Paul Goble
Staunton,
February 18 – The announcement that the Russian government will spend 25.7
trillion rubles (400 billion US dollars) over the next six years is supposed to
encourage Russians that things will get better, Vladislav Inozemtsev says; but
an examination of the past two rounds of such projects shows that the only
beneficiaries have been officials and their allies.
The
very idea of “developmental projects” arose in Russia in 2008 when Dmitry
Medvedev came to office and promised massive investment in healthcare,
demography and infrastructure (spektr.press/koshelek-dlya-byurokratii-vladislav-inozemcev-o-tom-pochemu-rossijskie-nacproekty-obogaschayut-chinovnikov-a-ne-stranu/).
The
results have been anything but promising: In 2007, there were 400,000 HIV cases
in Russia; now there are most likely 1.3 million. The number of cancer cases
has grown from 2.4 to 3.5 million, life expectancy has supposedly increased
from 67.4 to 73.2 years from birth, but the size of the population remained
stagnant and has now again begun to decline.
For
ten years, the new highway from Moscow to St. Petersburg was promised but not
built.

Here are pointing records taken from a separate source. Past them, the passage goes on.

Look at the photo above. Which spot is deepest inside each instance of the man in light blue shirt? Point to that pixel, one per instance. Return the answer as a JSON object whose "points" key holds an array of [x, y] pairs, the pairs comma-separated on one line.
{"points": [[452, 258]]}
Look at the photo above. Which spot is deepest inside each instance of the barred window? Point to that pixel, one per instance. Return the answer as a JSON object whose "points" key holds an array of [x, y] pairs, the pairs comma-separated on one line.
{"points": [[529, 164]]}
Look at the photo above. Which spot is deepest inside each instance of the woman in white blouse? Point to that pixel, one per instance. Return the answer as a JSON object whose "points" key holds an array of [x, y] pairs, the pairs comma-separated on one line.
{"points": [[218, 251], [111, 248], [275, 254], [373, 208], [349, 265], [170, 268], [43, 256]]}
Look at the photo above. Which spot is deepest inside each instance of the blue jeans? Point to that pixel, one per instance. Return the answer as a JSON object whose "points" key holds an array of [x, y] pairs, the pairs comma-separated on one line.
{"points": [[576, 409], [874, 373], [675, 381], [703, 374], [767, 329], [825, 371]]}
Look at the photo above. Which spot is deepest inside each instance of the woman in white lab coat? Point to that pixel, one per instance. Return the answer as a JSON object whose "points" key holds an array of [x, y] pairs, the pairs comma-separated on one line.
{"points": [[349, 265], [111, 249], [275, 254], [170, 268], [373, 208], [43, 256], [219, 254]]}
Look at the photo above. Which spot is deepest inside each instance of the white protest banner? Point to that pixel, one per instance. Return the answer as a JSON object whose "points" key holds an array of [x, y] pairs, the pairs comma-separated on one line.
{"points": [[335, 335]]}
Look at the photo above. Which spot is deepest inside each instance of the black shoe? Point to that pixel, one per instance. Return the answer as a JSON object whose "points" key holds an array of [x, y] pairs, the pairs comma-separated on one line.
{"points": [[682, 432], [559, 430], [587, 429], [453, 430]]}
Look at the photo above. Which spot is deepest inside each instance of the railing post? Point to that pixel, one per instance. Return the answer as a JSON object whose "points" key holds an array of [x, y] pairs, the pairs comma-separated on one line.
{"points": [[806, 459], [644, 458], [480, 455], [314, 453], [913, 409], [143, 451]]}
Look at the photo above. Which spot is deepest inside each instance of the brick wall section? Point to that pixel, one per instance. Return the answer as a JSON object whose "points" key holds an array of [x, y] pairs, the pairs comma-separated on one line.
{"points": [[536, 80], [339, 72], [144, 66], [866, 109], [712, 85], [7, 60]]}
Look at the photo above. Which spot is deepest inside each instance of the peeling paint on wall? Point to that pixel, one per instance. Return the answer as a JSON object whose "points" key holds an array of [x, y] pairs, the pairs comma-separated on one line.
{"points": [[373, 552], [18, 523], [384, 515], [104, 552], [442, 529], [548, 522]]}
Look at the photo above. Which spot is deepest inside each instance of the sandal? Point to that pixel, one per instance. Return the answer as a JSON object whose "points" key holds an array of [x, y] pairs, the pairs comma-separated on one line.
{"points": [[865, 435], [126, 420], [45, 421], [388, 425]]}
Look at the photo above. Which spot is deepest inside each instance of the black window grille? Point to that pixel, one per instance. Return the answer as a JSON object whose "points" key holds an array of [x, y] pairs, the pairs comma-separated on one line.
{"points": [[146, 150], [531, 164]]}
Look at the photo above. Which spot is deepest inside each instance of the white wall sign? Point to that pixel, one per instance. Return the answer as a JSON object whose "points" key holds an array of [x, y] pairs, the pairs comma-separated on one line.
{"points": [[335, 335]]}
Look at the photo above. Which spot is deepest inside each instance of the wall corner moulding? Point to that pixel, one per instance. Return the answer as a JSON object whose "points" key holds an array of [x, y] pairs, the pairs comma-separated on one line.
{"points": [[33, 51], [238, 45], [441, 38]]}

The high-speed rail network from Moscow to Kazan wasn’t either; “and all
major projects (from Vladivostok to Sochi and the Crimean Bridge) were more for
show” than actions that had a positive impact on the country.
“In
other words,” Inozemtsev says, “it is difficult to believe that ‘national
projects’ fundamentally changed Russian reality.” And the case of those announced in the May
2012 decrees have fared no better: the number of hospitals and schools has
continued to fall, and qualified personnel are ever more concentrated in major
cities.
That
prompts the question, he says, “why then do the authorities again proceed along
a path which doesn’t lead to success?” The answer lies in the fact that “the
attitude of Russian bureaucrats to state finances is that they somehow belong
personally to them and not to the Russian people.”
Instead
of investing in people as other countries do and measuring success in terms of
how they live, the Russian government allocates money to officials who decide
how to spend it, all too often on projects from which they benefit either
directly or indirectly rather than on anything that benefits the population.
The
measure of success in the Russian bureaucracy is the amount of funds one
controls not the success of the projects one is supposed to promote. That leads
to increasingly bloated budgets that do not have real world consequences beyond
enriching the bureaucratic stratum around the Kremlin.
“As
a result, we have what we have: Russian roads are among the most expensive to
build in the world, but what is still more surprising is that from 2003 to
2017, the length of new automobile roads fell from 3200 to 1900 kilometers a year” even as the cost
of the highway construction program mushroomed from 124 billion to 630 billion
rubles (two billion to 10 billion US dollars).
The
same thing is true across the board, Inozemtsev says. The government cracks down on waste, fraud
and abuse, but only to keep the bureaucracy “in tone” rather than to address
the underlying problem.
As
a result, “’the priority national
projects’ today are in essence a single national project: the elaboration of a
system to support the personal interests of the thieving bureaucracy,”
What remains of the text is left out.